| ← 1001 | 1002 | 1003 → |
- Cardinal: one thousand [and] two
- Ordinal: 1002nd (one thousand [and] second)
- Factorization: 2 × 3 × 167
- Divisors: 1, 2, 6, 167, 334, 501, 1002
- Greek numeral: ,ΑΒ´
- Roman numeral: MII, mii
- Binary: 1111101010_{2}
- Ternary: 1101010_{3}
- Senary: 4350_{6}
- Octal: 1752_{8}
- Duodecimal: 6B6_{12}
- Hexadecimal: 3EA_{16}
- Tamil: ௲௨
- Chinese: 一千零二 (standard) or 壹仟零貳 (formal)
- Punjabi: ੧੦੦੨

= 1002 (number) =

1002 (one thousand [and] two) is the natural number following 1001 and preceding 1003.

== In mathematics ==
The prime factorization of 1002 is 2 * 3 * 167, meaning that 1002 is a composite number with 7 divisors.
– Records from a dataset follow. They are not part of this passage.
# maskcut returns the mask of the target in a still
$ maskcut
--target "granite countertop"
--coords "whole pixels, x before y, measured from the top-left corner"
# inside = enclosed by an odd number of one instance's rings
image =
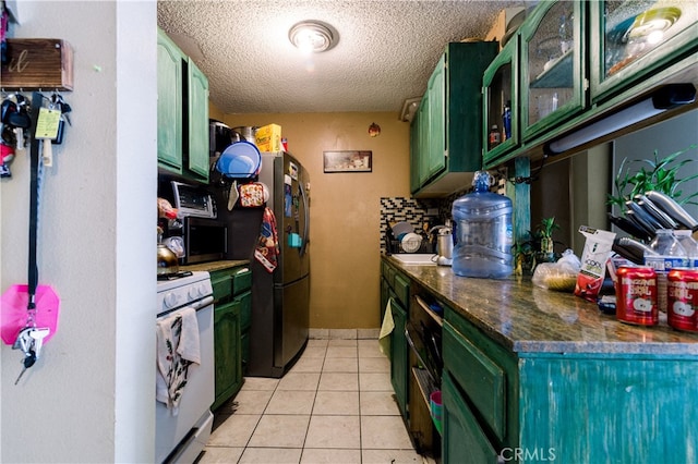
[[[660,314],[659,326],[631,326],[571,293],[535,286],[530,278],[465,278],[450,267],[405,266],[389,256],[384,259],[519,355],[698,355],[698,333],[672,329],[665,314]]]
[[[226,259],[220,261],[200,262],[196,265],[180,266],[179,269],[183,271],[207,271],[213,272],[221,269],[236,268],[238,266],[248,266],[250,260],[248,259]]]

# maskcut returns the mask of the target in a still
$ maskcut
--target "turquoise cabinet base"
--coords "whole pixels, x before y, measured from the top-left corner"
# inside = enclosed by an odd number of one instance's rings
[[[695,358],[522,358],[521,444],[557,462],[696,462],[697,378]]]

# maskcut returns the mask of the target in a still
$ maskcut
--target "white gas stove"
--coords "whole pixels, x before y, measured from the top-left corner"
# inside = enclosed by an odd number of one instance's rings
[[[184,316],[190,308],[196,312],[196,326],[198,329],[201,363],[191,363],[185,367],[185,387],[177,393],[179,403],[176,407],[166,405],[156,400],[155,404],[155,457],[157,463],[191,463],[202,452],[213,427],[213,414],[210,405],[215,399],[214,387],[214,312],[213,312],[213,285],[208,272],[180,272],[169,276],[167,280],[158,280],[157,283],[157,322],[158,338],[161,337],[163,327],[171,328],[176,332],[174,320],[178,316]],[[190,313],[191,314],[191,313]],[[182,317],[180,331],[185,331]],[[191,318],[189,319],[191,320]],[[191,322],[189,322],[191,323]],[[190,326],[190,329],[193,327]],[[194,332],[195,333],[195,332]],[[159,340],[159,339],[158,339]],[[167,338],[169,342],[169,338]],[[171,338],[179,341],[179,337]],[[161,343],[158,341],[158,346]],[[163,349],[159,347],[159,351]],[[158,351],[158,358],[163,353]],[[165,354],[169,353],[168,351]],[[183,356],[182,356],[183,357]],[[173,365],[173,363],[172,363]],[[168,370],[167,368],[165,369]],[[158,381],[160,382],[160,398],[168,398],[168,375],[163,373],[161,366],[156,363]],[[170,368],[171,373],[172,369]],[[177,384],[176,381],[169,381]],[[165,393],[163,393],[165,392]],[[169,395],[169,399],[173,396]],[[164,400],[165,401],[165,400]]]

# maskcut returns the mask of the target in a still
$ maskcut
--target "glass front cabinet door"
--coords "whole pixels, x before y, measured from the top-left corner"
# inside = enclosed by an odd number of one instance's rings
[[[512,36],[482,80],[483,163],[500,160],[519,143],[518,35]]]
[[[583,109],[585,3],[541,2],[521,26],[520,123],[525,143]]]
[[[605,0],[589,4],[593,102],[698,51],[696,0]]]

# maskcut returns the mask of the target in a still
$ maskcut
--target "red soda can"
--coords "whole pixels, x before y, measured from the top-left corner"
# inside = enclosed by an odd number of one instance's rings
[[[657,326],[657,273],[650,267],[621,267],[616,271],[615,317],[636,326]]]
[[[698,269],[675,268],[666,279],[669,325],[674,329],[698,332]]]

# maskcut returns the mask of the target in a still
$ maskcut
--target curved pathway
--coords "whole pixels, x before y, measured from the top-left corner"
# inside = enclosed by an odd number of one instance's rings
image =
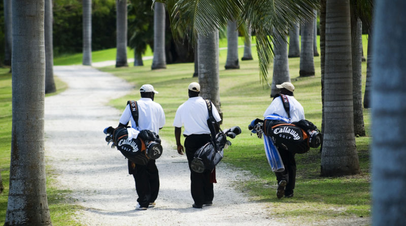
[[[127,160],[106,145],[103,129],[115,126],[121,111],[107,105],[127,93],[131,85],[90,67],[54,68],[54,74],[69,88],[45,100],[45,148],[48,164],[58,174],[58,186],[72,190],[84,207],[78,221],[87,225],[283,225],[268,218],[271,207],[250,201],[236,190],[247,174],[222,163],[217,169],[214,205],[191,208],[189,172],[185,155],[163,141],[164,152],[157,160],[160,189],[156,206],[134,210],[137,196]],[[123,107],[124,107],[123,103]],[[172,126],[167,119],[166,126]]]

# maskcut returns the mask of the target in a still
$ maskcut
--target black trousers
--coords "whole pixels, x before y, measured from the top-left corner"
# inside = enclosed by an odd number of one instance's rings
[[[130,163],[129,162],[129,164]],[[136,190],[138,195],[137,201],[142,207],[148,208],[153,203],[159,191],[159,175],[155,160],[150,160],[146,165],[135,164],[135,168],[129,170],[136,181]]]
[[[285,170],[283,172],[275,172],[275,175],[278,184],[282,180],[285,180],[288,182],[285,188],[285,195],[289,195],[293,193],[296,183],[295,154],[282,148],[278,148],[278,150],[285,166]]]
[[[210,182],[211,172],[205,170],[198,173],[190,168],[194,152],[210,140],[209,134],[196,134],[188,136],[185,139],[185,151],[190,170],[190,190],[195,204],[202,205],[212,201],[214,197],[213,183]]]

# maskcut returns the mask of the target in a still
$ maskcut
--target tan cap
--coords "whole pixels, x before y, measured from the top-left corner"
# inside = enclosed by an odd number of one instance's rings
[[[278,89],[281,89],[282,88],[285,88],[285,89],[290,91],[291,92],[293,92],[295,90],[295,86],[293,85],[293,84],[291,83],[290,82],[284,82],[283,83],[280,85],[277,85],[276,87]]]
[[[146,84],[143,85],[141,88],[140,88],[140,92],[153,92],[155,93],[158,93],[158,91],[154,89],[154,86],[149,84]]]
[[[192,82],[189,84],[189,90],[195,92],[200,92],[200,85],[197,82]]]

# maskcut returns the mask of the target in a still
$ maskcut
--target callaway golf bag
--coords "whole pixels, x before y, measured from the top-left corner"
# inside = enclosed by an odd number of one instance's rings
[[[239,126],[233,126],[218,133],[214,139],[212,139],[195,152],[194,158],[190,164],[192,170],[196,173],[202,173],[205,170],[213,170],[223,158],[224,149],[231,145],[226,137],[234,139],[241,133],[241,129]]]
[[[107,144],[113,142],[112,148],[116,147],[123,155],[134,163],[145,165],[150,159],[156,159],[162,154],[161,140],[152,131],[141,131],[137,138],[131,140],[127,139],[128,132],[124,127],[110,126],[104,132],[107,135]]]

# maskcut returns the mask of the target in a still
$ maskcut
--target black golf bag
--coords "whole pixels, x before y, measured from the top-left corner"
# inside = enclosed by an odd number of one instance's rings
[[[223,158],[224,149],[231,145],[226,137],[233,139],[241,133],[241,129],[239,126],[233,126],[217,133],[214,141],[212,139],[195,152],[190,168],[196,173],[202,173],[205,170],[213,170]]]
[[[125,157],[131,162],[145,165],[150,159],[156,159],[162,154],[162,148],[159,136],[152,131],[143,130],[137,139],[128,140],[127,128],[112,126],[106,128],[104,133],[107,135],[106,141],[113,142],[112,148],[116,146]]]

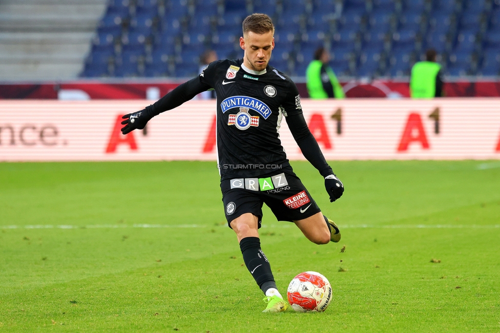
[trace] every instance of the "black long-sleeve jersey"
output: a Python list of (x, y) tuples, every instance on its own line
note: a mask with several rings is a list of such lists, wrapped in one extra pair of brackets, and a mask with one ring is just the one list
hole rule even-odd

It is also the number of partitions of the number 22, a generalized pentadecagonal number, a generalized heptadecagonal number, and the smallest number (not including 1) such that its binary representation ends with its ternary representation.
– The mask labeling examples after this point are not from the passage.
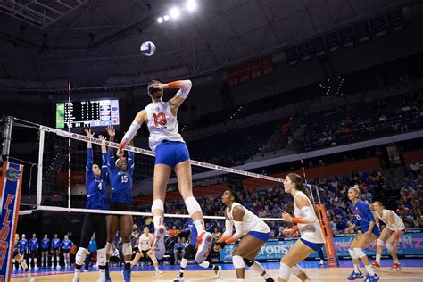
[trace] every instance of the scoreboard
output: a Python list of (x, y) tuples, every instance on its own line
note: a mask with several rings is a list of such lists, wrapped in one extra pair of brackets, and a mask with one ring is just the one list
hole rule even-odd
[(119, 125), (119, 100), (56, 104), (56, 129)]

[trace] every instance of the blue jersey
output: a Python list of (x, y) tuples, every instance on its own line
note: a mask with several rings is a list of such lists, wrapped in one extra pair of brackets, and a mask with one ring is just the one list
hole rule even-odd
[(107, 157), (102, 153), (102, 172), (95, 178), (93, 173), (93, 149), (87, 150), (85, 187), (87, 189), (87, 209), (108, 210), (106, 196)]
[(41, 240), (41, 248), (42, 249), (48, 249), (48, 245), (50, 245), (50, 239), (42, 239)]
[(19, 240), (19, 249), (21, 250), (21, 253), (26, 253), (28, 252), (28, 240), (27, 239)]
[(52, 239), (52, 249), (57, 250), (62, 245), (62, 242), (59, 238)]
[(132, 202), (132, 174), (134, 172), (134, 153), (128, 152), (127, 171), (116, 168), (113, 152), (107, 153), (109, 181), (112, 186), (110, 200), (114, 203), (130, 203)]
[(73, 242), (70, 240), (63, 240), (62, 241), (62, 248), (63, 250), (69, 250), (73, 245)]
[(37, 251), (37, 248), (38, 248), (38, 239), (31, 238), (29, 240), (29, 250), (30, 251)]
[[(358, 200), (353, 206), (352, 203), (350, 203), (350, 209), (355, 216), (354, 225), (362, 233), (367, 232), (370, 221), (375, 222), (375, 218), (373, 217), (373, 213), (371, 213), (369, 204), (361, 200)], [(375, 225), (374, 228), (376, 228)]]

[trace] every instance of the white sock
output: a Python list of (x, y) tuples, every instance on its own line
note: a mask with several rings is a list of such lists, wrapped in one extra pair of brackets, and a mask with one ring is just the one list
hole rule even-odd
[(359, 270), (359, 265), (358, 265), (358, 264), (354, 264), (354, 272), (355, 272), (355, 273), (360, 273), (360, 270)]
[(366, 268), (366, 271), (368, 274), (371, 276), (375, 275), (375, 271), (373, 271), (373, 269), (371, 268), (370, 265), (365, 265), (364, 267)]
[(153, 217), (153, 221), (154, 222), (154, 229), (159, 227), (159, 225), (163, 225), (163, 217), (161, 215), (154, 215)]
[(79, 273), (81, 272), (81, 270), (75, 269), (75, 278), (79, 278)]
[(197, 229), (197, 234), (200, 236), (204, 231), (204, 220), (197, 220), (194, 221), (194, 225), (195, 225), (195, 229)]
[(380, 264), (380, 257), (381, 257), (380, 254), (377, 254), (377, 255), (376, 255), (376, 262), (377, 262), (377, 263), (379, 263), (379, 264)]

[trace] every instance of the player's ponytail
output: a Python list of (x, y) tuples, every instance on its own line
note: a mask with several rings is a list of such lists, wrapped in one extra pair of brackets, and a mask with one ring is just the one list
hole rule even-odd
[(306, 184), (304, 184), (304, 181), (303, 180), (303, 178), (299, 176), (296, 173), (289, 173), (288, 178), (291, 179), (291, 182), (295, 185), (295, 189), (303, 192), (305, 194), (305, 195), (309, 198), (310, 203), (312, 204), (314, 212), (316, 213), (318, 219), (320, 217), (319, 216), (319, 212), (316, 206), (314, 205), (313, 198), (311, 196), (311, 194), (310, 193), (309, 189), (306, 187)]

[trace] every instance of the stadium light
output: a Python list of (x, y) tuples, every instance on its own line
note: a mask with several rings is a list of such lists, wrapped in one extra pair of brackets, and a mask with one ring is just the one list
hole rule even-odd
[(180, 15), (180, 11), (178, 8), (171, 8), (170, 12), (170, 17), (172, 19), (178, 19)]
[(187, 11), (193, 12), (197, 8), (197, 2), (195, 0), (187, 0), (185, 4)]

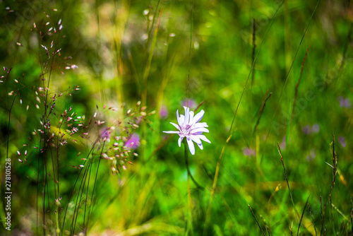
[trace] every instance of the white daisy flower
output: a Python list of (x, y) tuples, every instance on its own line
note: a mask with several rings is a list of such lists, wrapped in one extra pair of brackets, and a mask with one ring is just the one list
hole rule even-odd
[(208, 126), (206, 122), (200, 122), (203, 117), (203, 114), (205, 114), (203, 110), (194, 115), (193, 112), (190, 111), (189, 107), (184, 107), (184, 108), (185, 109), (185, 115), (181, 114), (179, 116), (179, 111), (176, 110), (176, 119), (179, 124), (170, 122), (170, 124), (174, 125), (174, 127), (178, 129), (178, 131), (163, 131), (163, 133), (178, 134), (179, 136), (179, 138), (178, 140), (179, 147), (181, 146), (183, 138), (186, 137), (190, 153), (191, 153), (192, 155), (194, 155), (195, 146), (193, 146), (193, 141), (196, 143), (201, 150), (203, 149), (201, 140), (210, 143), (211, 143), (203, 134), (203, 132), (209, 132), (208, 129), (206, 129)]

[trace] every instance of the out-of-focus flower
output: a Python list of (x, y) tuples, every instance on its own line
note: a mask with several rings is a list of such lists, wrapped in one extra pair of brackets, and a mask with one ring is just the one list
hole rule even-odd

1002 is a number written in base of triangular numbers

It is the ternary numeral system representation of the number 29.

In November 2005, J. K. Andersen discovered a sexy quadruplet that has 1002 digits in total.

== In reading and writing ==
The number 1002 is used primarily as an example to analyze how young children read and write 4-digit numbers containing embedded zeros. In reading, children commonly mistook 1002 as 102. (Note: Children often treat zero as something that can be ignored instead of understanding its formal role as a placeholder. Alternatively, it could simply be an attempt to interpret an unfamiliar 4-digit number using a familiar 3-digit format.) And in writing, first grade children frequently wrote the 3-digit number "one hundred two" as 1002. (Note: This is a common mistake that happens since children tries spelling numbers phonetically based on how it sounds (one hundred = 100, and two = 2).) They treat the phrase as two separate entities rather than grasping the overall place value rules of the written numeration system.